3. Merasa Beruntung Melakukannya
Cara bersungguh-sungguh melakukan fastabiqul khairat adalah merasa beruntung jika melakukannya. Sikap ini hadir karena kita percaya dan yakin kepada Allah.
Jika iman sudah merasuk dalam jiwa, maka kita akan merasa beruntung jika terus melakukan perbuatan baik demi untuk menggapai rida-Nya.
Dijelaskan, jika perasaan demikian sudah muncul, maka semangat untuk berlomba dalam kebaikan atau cara bersungguh-sungguh melakukan fastabiqul khairat akan senantiasa berkobar tak pernah padam.
4. Meneladani Generasi yang Beramal Baik
Cara bersungguh-sungguh melakukan fastabiqul khairat adalah meneladani generasi yang selalu beramal baik. Era Rasulullah dan para sahabat adalah era “khairu ummah”, umat terbaik.

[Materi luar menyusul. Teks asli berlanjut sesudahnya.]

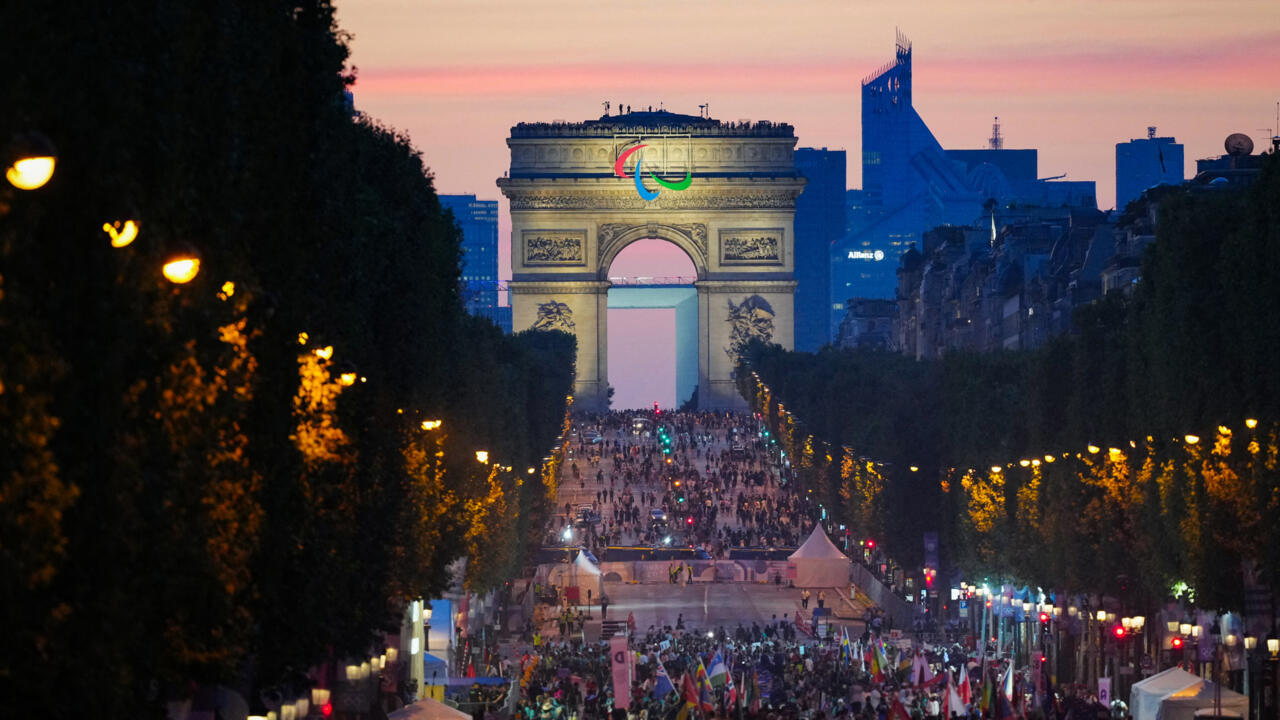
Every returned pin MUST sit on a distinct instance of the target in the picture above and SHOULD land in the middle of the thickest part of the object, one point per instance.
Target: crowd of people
(721, 484)
(777, 671)
(716, 481)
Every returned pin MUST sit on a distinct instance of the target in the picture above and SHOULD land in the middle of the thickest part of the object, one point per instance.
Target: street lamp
(122, 232)
(31, 162)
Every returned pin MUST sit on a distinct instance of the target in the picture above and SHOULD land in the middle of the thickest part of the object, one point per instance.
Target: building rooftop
(653, 122)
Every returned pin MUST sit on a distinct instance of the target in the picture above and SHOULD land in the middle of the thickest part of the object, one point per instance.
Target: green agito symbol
(640, 188)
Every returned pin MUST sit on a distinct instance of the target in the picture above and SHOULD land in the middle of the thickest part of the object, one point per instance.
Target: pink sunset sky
(1069, 77)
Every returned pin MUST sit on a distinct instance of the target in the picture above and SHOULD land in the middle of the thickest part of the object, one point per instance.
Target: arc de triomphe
(726, 197)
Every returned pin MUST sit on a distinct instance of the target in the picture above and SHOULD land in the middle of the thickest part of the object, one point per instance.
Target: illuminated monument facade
(572, 212)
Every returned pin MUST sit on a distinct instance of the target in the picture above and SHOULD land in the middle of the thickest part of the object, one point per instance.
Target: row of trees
(1139, 451)
(232, 479)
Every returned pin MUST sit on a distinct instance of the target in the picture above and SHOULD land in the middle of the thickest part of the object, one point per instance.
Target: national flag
(880, 664)
(718, 673)
(920, 670)
(754, 691)
(689, 695)
(988, 691)
(704, 689)
(1004, 700)
(896, 711)
(955, 703)
(663, 686)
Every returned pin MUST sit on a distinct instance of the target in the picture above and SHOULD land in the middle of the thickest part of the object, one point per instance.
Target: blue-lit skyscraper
(912, 185)
(819, 223)
(479, 223)
(1144, 163)
(909, 186)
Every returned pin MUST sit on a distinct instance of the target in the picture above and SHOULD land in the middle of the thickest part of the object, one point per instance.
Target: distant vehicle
(645, 552)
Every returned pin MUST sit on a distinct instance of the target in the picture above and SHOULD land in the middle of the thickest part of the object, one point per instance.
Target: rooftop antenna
(996, 141)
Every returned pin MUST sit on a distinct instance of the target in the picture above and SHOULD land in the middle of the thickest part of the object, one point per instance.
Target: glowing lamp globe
(182, 265)
(120, 232)
(31, 162)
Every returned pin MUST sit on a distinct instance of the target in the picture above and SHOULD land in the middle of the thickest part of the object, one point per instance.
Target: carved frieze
(752, 246)
(554, 317)
(554, 247)
(749, 319)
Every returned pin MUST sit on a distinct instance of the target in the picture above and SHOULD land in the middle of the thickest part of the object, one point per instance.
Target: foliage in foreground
(1187, 354)
(228, 479)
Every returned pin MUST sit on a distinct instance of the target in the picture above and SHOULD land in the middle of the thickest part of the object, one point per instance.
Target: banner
(620, 655)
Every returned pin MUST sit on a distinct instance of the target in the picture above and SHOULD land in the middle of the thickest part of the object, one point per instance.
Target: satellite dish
(1238, 144)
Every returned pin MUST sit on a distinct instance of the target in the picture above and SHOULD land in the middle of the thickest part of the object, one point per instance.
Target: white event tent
(818, 563)
(428, 709)
(1176, 695)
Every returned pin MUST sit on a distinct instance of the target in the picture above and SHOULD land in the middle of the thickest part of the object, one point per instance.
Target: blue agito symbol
(645, 194)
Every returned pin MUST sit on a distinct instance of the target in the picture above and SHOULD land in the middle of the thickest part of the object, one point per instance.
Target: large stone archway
(571, 215)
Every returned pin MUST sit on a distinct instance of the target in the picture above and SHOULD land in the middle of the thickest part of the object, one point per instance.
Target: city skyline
(1069, 82)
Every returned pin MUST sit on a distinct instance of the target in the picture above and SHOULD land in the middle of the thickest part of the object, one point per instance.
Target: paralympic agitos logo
(645, 194)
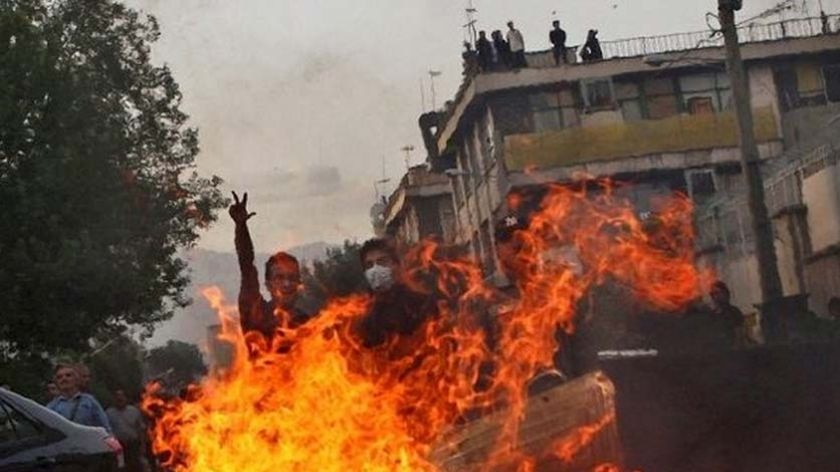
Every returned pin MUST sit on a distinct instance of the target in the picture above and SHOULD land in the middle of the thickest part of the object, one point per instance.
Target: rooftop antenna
(378, 184)
(422, 96)
(470, 11)
(432, 75)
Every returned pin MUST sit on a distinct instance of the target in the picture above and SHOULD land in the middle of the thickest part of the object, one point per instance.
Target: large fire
(328, 404)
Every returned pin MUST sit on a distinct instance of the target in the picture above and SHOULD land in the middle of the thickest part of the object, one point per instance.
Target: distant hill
(220, 269)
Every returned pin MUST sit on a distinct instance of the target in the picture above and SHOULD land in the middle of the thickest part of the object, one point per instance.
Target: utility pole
(407, 150)
(762, 226)
(432, 74)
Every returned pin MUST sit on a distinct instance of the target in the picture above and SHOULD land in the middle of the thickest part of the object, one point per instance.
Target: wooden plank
(550, 416)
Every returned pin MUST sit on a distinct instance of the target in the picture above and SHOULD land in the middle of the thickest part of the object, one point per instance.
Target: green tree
(177, 363)
(116, 364)
(97, 176)
(339, 274)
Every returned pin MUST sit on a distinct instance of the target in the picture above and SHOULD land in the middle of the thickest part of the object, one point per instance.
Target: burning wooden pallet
(571, 427)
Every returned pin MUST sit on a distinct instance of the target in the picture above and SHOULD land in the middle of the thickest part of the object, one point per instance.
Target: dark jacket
(557, 38)
(399, 312)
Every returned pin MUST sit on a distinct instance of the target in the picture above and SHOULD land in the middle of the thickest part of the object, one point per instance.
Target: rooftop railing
(749, 33)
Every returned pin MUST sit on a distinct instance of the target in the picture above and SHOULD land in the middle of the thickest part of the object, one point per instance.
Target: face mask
(379, 278)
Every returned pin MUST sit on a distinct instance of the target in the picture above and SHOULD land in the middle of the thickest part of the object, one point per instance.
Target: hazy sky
(299, 101)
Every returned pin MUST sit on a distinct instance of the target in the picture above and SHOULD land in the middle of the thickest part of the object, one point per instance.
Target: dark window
(788, 86)
(701, 106)
(546, 110)
(702, 184)
(489, 261)
(598, 94)
(660, 98)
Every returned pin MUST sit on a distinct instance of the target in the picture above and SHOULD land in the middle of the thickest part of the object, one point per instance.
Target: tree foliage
(97, 175)
(177, 363)
(116, 365)
(339, 274)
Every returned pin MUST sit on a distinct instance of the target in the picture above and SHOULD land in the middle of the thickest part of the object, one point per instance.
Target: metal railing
(784, 189)
(724, 222)
(748, 33)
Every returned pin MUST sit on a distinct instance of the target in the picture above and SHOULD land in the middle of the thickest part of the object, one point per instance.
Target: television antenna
(469, 27)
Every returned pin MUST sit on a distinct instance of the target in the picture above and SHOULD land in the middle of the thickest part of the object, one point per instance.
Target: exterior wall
(822, 274)
(806, 127)
(680, 133)
(788, 254)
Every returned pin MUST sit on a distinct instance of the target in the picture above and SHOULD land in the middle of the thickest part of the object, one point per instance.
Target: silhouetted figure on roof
(727, 316)
(558, 43)
(503, 59)
(485, 51)
(470, 59)
(592, 48)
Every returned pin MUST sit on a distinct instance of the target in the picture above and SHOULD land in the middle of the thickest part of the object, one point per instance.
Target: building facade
(657, 112)
(420, 207)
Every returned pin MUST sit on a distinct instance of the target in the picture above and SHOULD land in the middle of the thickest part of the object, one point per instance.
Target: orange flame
(328, 404)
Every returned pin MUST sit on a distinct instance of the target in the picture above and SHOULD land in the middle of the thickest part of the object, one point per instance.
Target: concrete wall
(822, 274)
(807, 127)
(679, 133)
(821, 194)
(789, 253)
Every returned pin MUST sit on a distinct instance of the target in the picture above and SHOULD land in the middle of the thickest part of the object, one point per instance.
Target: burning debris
(329, 403)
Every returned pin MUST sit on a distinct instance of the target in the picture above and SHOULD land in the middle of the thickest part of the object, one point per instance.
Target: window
(700, 106)
(831, 74)
(14, 426)
(701, 184)
(546, 110)
(788, 87)
(475, 162)
(597, 93)
(660, 98)
(706, 93)
(488, 261)
(485, 137)
(463, 179)
(629, 100)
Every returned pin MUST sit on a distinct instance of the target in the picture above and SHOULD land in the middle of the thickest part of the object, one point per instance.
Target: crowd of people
(69, 396)
(398, 312)
(395, 320)
(505, 52)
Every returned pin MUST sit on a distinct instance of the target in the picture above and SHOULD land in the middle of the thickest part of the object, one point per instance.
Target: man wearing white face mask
(397, 312)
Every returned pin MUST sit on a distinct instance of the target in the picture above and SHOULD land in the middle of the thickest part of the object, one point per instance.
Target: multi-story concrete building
(420, 207)
(658, 112)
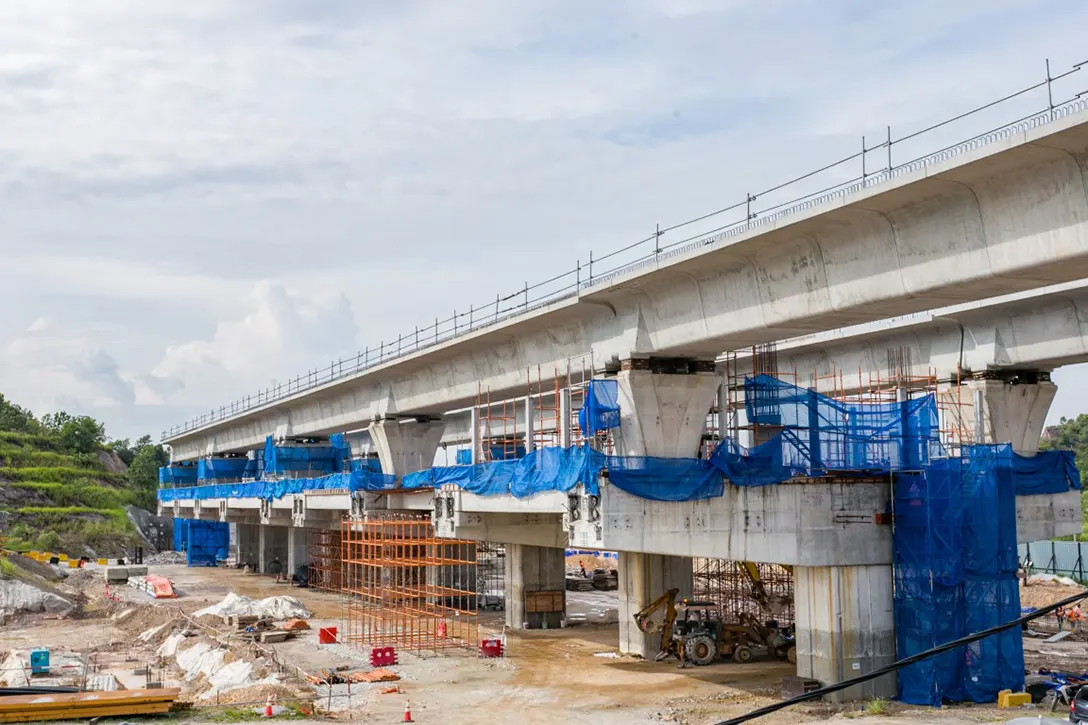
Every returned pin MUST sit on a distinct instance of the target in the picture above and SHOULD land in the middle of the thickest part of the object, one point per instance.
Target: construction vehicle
(694, 633)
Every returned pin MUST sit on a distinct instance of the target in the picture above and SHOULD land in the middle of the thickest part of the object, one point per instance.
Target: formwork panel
(406, 588)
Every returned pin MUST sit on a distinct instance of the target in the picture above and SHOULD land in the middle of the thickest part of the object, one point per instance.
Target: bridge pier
(406, 446)
(248, 543)
(1011, 408)
(845, 626)
(532, 569)
(272, 544)
(663, 413)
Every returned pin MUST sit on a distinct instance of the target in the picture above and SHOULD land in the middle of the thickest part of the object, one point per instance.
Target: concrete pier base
(272, 544)
(845, 626)
(532, 569)
(248, 543)
(642, 579)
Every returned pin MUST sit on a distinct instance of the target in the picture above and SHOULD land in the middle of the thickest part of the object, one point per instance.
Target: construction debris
(272, 607)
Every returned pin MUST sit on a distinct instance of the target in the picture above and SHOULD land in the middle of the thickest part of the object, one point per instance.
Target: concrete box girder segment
(1011, 216)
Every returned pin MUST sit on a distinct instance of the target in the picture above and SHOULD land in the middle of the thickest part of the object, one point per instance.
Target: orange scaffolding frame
(406, 588)
(323, 547)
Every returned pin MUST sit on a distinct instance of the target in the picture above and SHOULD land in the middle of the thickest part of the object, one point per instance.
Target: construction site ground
(571, 675)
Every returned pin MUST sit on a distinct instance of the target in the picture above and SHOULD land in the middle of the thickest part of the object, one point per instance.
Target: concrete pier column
(642, 579)
(664, 406)
(248, 543)
(272, 544)
(298, 543)
(406, 446)
(845, 626)
(1009, 410)
(531, 569)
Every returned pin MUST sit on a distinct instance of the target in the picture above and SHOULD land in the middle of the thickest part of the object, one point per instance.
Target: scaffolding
(323, 547)
(725, 584)
(406, 588)
(498, 421)
(491, 576)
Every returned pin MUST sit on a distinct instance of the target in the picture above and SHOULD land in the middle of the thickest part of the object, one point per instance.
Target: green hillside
(64, 488)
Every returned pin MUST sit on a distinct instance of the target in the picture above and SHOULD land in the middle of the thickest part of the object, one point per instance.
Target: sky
(199, 199)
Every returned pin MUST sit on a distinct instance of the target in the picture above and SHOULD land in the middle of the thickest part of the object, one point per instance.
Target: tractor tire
(701, 649)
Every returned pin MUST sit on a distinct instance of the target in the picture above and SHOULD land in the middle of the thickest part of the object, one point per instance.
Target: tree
(16, 419)
(124, 451)
(82, 434)
(144, 472)
(1071, 434)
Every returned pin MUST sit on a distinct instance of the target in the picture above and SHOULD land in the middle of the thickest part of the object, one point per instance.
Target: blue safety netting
(221, 469)
(367, 465)
(304, 459)
(601, 409)
(207, 542)
(361, 480)
(181, 533)
(544, 469)
(178, 474)
(955, 574)
(666, 479)
(817, 434)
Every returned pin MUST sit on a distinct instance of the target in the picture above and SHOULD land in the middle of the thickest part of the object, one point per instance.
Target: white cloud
(275, 335)
(197, 195)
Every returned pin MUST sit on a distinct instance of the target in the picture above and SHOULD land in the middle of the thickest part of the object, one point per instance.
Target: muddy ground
(555, 676)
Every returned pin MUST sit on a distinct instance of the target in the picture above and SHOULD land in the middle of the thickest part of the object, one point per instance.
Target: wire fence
(1014, 113)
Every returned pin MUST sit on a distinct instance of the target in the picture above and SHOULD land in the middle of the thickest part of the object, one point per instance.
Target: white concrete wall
(845, 626)
(800, 524)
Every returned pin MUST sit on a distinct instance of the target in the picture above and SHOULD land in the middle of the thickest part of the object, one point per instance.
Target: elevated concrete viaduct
(1006, 217)
(1012, 216)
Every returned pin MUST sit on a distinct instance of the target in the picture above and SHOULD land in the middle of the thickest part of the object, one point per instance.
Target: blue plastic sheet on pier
(955, 574)
(314, 459)
(221, 469)
(601, 409)
(666, 479)
(178, 474)
(544, 469)
(362, 480)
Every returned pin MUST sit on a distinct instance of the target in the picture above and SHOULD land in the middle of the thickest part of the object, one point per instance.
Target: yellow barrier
(1010, 699)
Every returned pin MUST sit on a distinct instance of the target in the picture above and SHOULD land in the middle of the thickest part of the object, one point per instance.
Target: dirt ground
(547, 677)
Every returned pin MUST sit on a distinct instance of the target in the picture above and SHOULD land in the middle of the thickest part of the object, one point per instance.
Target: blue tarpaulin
(207, 542)
(544, 469)
(955, 574)
(353, 481)
(221, 469)
(184, 474)
(666, 479)
(601, 409)
(310, 461)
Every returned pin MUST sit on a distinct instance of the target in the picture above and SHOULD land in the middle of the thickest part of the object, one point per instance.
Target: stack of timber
(85, 705)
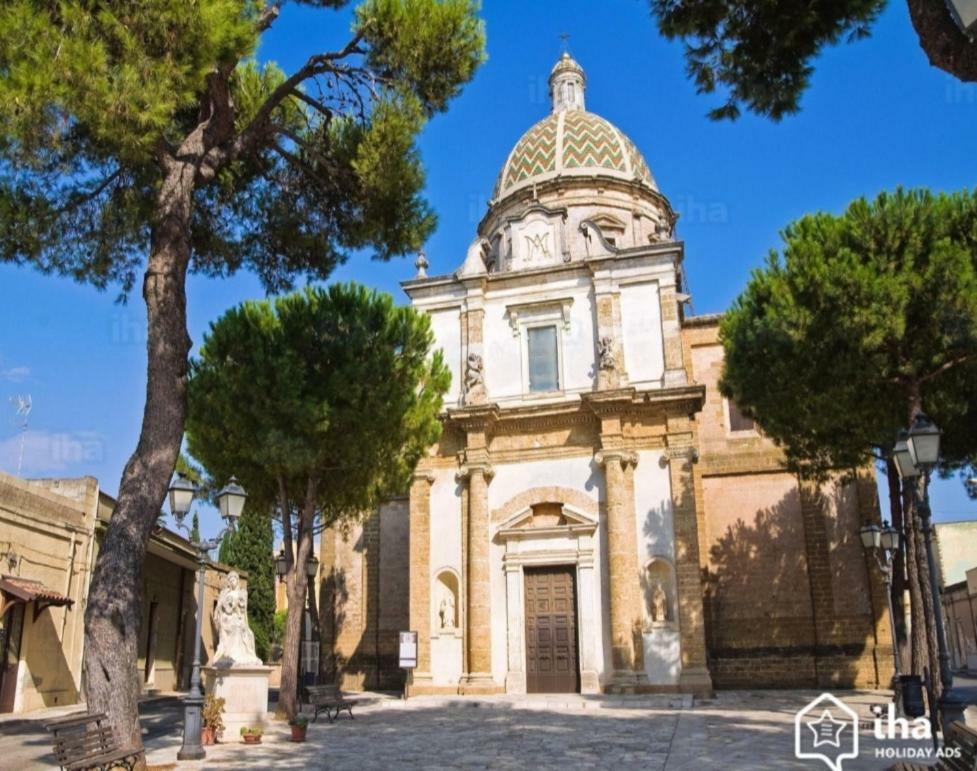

Maka kita perlu belajar dan meneladani mereka.
Djelaskan, Rasulullah SAW dan para sahabat senantiasa bersemangat dan berjuang tanpa henti untuk menebar kebaikan pada semua orang, baik kepada orang mukmin maupun kafir.
5. Memahami Ilmu tentang Kebaikan
Cara bersungguh-sungguh melakukan fastabiqul khairat adalah memahami betul ilmu tentang kebaikan. Sayyidina Ali pernah berkata:
“Tubuh kita ini selalu melewati enam keadaan, yakni sehat, sakit, mati, hidup, tidur dan bangun. Begitu pula ruh. Hidupnya hati adalah berkat bertambahnya ilmu, dan matinya akibat tidak adanya ilmu. Sehatnya hati adalah berkat keyakinan, dan sakitnya hati karena keragu-raguan. Tidurnya hati adalah akibat kelalaian, dan bangunnya hati karena zikir yang dilakukan.”
cnb6nws.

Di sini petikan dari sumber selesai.